Humans are prewired to seek out and maintain connections with other people; these bonds are simultaneously the source of happiness and despair. Consider romantic relationships, for example, with their menagerie of complex and volatile emotions. Are people truly content in relationships, or is the stability of a partner more comforting than the deafening silence that accompanies solitude? This paradox is the same for toxic friendships, family members, and workplaces; I feel as though I could compare our species to that of a naïve puppy who crawls back to the man whose hands are stained red. We know who feeds us – right?

 

Most importantly, I cannot seem to understand how a species that thrives off human connection can be socially awkward or silent. Look around – American society is built for anti-socialization! Our population will go to extremes to ensure that we are not subjected to the cruel social contact of another living being (except for during the Plandemic). Perhaps our discomfort with others mirrors our discomfort with ourselves; we crave connection yet fear the vulnerability it demands.

 

As my identity develops, I am confronting this contradiction within myself.

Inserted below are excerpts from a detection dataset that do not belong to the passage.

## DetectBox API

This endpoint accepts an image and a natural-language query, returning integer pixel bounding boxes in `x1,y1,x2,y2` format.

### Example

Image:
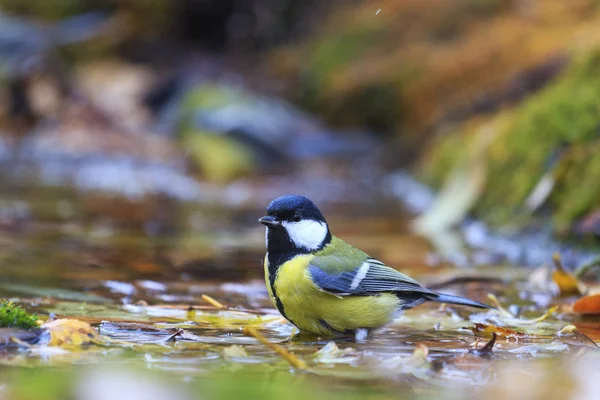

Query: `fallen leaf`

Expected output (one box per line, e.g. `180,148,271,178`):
40,319,102,347
314,342,358,364
573,294,600,315
470,323,528,339
552,254,582,296
243,326,307,370
469,332,498,358
223,344,248,359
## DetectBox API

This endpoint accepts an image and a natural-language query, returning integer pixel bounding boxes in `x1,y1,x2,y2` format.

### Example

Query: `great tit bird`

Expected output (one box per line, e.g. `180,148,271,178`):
258,195,493,340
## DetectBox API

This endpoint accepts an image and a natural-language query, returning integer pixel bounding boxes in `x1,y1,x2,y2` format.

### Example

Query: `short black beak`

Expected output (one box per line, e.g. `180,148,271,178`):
258,215,281,228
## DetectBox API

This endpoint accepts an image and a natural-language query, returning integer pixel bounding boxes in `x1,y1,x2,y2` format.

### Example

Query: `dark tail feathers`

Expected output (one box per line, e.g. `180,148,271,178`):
427,293,495,310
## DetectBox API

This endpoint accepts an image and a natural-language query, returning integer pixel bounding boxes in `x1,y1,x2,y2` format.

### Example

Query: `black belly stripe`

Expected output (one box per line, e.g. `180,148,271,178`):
267,254,297,326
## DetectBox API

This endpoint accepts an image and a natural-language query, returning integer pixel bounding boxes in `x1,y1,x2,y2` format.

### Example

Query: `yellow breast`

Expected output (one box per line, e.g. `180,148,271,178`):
265,255,399,335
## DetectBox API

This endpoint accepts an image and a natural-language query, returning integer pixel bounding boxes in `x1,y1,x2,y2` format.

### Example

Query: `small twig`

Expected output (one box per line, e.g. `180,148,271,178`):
164,329,184,342
469,332,498,358
202,294,227,310
573,256,600,278
243,326,308,370
488,293,515,318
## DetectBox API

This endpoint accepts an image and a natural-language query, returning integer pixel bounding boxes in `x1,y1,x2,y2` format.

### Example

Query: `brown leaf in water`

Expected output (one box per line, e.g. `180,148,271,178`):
40,319,102,347
552,254,582,296
469,332,498,358
471,323,528,339
573,294,600,315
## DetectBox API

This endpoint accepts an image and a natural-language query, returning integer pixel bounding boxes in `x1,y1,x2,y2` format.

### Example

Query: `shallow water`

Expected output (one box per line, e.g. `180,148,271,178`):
0,184,600,398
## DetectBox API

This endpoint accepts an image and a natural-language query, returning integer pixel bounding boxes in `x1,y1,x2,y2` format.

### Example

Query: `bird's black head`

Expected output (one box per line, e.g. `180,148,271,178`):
258,195,331,258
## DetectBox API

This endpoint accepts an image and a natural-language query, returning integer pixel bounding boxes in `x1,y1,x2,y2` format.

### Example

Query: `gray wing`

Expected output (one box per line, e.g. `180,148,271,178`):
308,257,432,296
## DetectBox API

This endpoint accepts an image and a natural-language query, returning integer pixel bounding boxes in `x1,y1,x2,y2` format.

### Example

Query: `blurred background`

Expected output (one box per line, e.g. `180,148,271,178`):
0,0,600,398
0,0,600,270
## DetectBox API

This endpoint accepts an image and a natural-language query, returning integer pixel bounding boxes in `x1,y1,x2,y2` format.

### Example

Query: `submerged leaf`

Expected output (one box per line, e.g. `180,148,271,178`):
573,294,600,314
552,254,582,296
223,344,248,358
314,342,358,364
244,326,307,369
469,332,498,358
471,323,528,339
40,319,102,346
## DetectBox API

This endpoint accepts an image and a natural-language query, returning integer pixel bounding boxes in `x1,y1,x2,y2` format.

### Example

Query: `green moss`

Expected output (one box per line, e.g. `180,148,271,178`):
300,24,383,109
423,49,600,230
0,300,38,329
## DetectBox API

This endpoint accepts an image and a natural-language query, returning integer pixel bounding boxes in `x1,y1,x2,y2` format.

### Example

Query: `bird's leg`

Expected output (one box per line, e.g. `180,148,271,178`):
354,328,370,342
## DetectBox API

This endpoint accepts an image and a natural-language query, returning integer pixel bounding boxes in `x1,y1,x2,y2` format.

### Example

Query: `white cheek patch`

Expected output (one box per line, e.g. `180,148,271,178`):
265,228,269,249
283,219,328,251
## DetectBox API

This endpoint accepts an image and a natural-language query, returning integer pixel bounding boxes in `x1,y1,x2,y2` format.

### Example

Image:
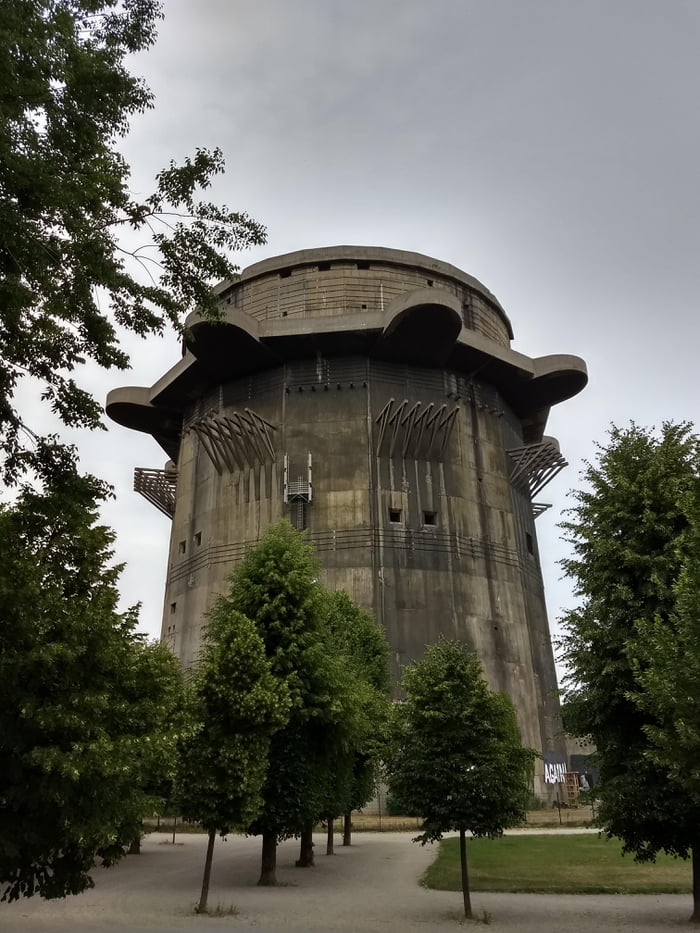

Why don’t I perform well in romantic relationships? Regardless of love or obsession, I always end up feeling like a caged bird – desperate for connection yet suffocated by it. There’s a certain amount of control one must surrender when entering a relationship; your life becomes subject to the whims of love. It’s intoxicating – until the day you sober up and realize you’re sick.

 

Maybe that’s the real tragedy of human connection: we spend our lives searching for someone to understand us, only to realize that understanding often comes at the cost of freedom. Love, friendship, and family all require a kind of surrender that feels both beautiful and brutal. I don’t fear commitment as much as I fear being consumed by it. Regardless, I find myself willing to have my heart chipped away at until someone provides me the wind to fly rather than clipping my wings.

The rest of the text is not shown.